Империум (Дивов, Гаркушев) - страница 352

– Вы отда-а-али всё, что могли за… хрух-хрух, него… за жизнь его, честь…

От Пилипчука начинало попахивать, но это уже не имело значения. Коронация начнется сегодня в шесть вечера (он бросил взгляд на ходики: была половина первого), а там – кто знает, куда нелегкая вынесет.

– …и свобо-о-о-ду… хрух…

Пилипчук предлагал собрать адскую машину и подорвать ее в толпе, когда царь будет проезжать мимо. Они добрались до Синопа от Батуми на рыбацкой шхуне, а затем на перекладных – до Константинополя. Уже за месяц до коронации они были на месте – и такое долгое ожидание плохо сказалось на Пилипчуке. Он всё больше пил, затем у него сдали нервы. Два дня назад он стал надрывно кричать что-то о бесах, дьяволе и преисподней – и Клим вынужден был успокоить друга в своих ласковых медвежьих объятиях. Когда он нежно – возможно, слишком нежно – сжимал шею Пилипчука, раздался тихий щелчок, и окутанный облаком водочных паров товарищ осел в углу, тихий и просветлевший. В его глазах, что вскоре покроются белой пленкой, застыли благодарность и удивление.

– Вы же-е-ертва-а-аю па… ли, – снова завел Григорьев.

Он знал только первый куплет.

Обрезки проводов недоделанной адской машины поблескивали под изголовьем турецкой тахты. Григорьев отогнул край отставших обоев и выудил плотный, многослойный сверток в маслянистых пятнах. Аккуратно, заботливо разложил на столе восемь липких цилиндров желто-бурого цвета. Адскую машину без Пилипчука не собрать, придется сварганить бомбу по старинке.

– Вы отда-а-али всё, м-м-м, – скривившись от резкого химического запаха, он принялся укладывать бруски в штабель, затем плотно обмотал их бикфордовым снурком.

Примерил за пазухой… под его бесформенным пиджаком никто не заметит, ага.

Краем глаза он заметил движение в углу и хмуро посмотрел на круглый окоченевший рот Пилипчука.

– Что ж ты, гнида… уж сдох так сдох.
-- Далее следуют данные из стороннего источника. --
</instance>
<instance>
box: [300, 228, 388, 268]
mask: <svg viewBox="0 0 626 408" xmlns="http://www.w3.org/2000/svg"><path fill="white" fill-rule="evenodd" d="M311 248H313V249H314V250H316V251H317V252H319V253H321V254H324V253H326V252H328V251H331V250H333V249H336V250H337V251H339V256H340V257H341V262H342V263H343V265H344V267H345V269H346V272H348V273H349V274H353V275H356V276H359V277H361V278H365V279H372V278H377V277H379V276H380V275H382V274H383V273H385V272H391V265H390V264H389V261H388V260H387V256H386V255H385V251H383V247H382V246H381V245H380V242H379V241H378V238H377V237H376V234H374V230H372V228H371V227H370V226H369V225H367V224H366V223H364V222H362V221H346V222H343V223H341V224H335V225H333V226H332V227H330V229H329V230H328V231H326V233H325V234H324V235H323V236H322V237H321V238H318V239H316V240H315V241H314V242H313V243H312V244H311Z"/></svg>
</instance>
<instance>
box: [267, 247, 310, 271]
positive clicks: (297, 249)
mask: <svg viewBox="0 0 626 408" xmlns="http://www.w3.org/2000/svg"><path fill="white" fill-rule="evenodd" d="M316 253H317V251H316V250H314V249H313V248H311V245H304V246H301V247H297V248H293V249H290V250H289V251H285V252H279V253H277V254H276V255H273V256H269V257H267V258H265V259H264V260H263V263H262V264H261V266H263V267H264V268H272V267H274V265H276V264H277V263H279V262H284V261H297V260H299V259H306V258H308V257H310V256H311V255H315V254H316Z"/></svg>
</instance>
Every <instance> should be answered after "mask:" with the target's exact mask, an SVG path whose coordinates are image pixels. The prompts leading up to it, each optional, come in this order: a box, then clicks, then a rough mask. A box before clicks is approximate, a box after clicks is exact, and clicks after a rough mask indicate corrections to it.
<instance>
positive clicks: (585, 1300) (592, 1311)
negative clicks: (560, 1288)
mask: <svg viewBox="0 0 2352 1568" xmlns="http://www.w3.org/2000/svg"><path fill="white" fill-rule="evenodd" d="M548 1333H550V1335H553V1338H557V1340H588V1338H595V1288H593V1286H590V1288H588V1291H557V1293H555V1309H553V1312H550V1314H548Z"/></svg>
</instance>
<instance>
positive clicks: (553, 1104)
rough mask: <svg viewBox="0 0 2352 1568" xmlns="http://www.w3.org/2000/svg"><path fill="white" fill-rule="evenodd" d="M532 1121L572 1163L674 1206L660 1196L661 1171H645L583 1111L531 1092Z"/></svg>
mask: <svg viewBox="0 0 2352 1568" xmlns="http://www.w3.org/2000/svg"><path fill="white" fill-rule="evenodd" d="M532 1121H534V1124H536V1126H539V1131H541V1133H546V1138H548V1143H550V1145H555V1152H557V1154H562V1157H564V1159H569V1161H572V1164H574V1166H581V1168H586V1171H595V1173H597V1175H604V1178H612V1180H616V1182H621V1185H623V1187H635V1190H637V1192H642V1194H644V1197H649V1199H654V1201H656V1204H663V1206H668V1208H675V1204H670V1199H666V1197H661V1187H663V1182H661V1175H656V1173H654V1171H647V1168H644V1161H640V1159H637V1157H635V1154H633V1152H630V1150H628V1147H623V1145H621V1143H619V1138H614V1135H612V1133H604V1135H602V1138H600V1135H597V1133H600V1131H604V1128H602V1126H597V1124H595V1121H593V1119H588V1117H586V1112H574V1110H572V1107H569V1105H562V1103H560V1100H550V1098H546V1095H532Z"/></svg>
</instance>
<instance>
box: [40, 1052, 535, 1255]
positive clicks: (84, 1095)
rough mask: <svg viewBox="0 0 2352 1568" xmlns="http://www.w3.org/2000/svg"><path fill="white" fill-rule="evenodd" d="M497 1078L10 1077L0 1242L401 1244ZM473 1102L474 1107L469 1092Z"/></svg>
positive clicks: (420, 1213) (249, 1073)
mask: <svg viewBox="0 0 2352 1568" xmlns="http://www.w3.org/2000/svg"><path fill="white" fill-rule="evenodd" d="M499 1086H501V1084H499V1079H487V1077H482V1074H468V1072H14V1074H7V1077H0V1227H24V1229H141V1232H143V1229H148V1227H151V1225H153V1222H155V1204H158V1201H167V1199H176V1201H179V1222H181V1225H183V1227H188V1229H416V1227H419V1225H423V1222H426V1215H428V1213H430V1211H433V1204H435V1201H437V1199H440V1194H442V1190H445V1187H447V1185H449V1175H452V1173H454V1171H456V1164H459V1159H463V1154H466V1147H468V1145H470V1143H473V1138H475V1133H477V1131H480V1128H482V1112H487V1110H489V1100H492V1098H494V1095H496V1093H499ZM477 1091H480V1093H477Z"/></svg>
А еще друг.

Я тебя жду, как будто сказали белые глаза. Здесь, в аду, всё не так, как ты думаешь.

– Сукой ты был – сука и после смерти.

Здесь мы все ждем тебя, Климушка. Ад – это такая комната без дверей и окон, здесь нет ни чертей с вилами, ни огня, мы здесь по очереди играем в карты, и к ночи ты будешь с нами, мил человек…

Григорьев снова смотрел в окно на торговку в красном, и голос Пилипчука исчез. Клим зашуршал кульком, отыскивая каштан покрупнее. Где-то далеко, в парке, оркестр играл печальный довоенный вальс, мелодия настойчиво пробивалась сквозь щель форточки в сумрачную пыльную духоту, мелодия сбивала его собственную песню – и Клим хлопком закрыл окно.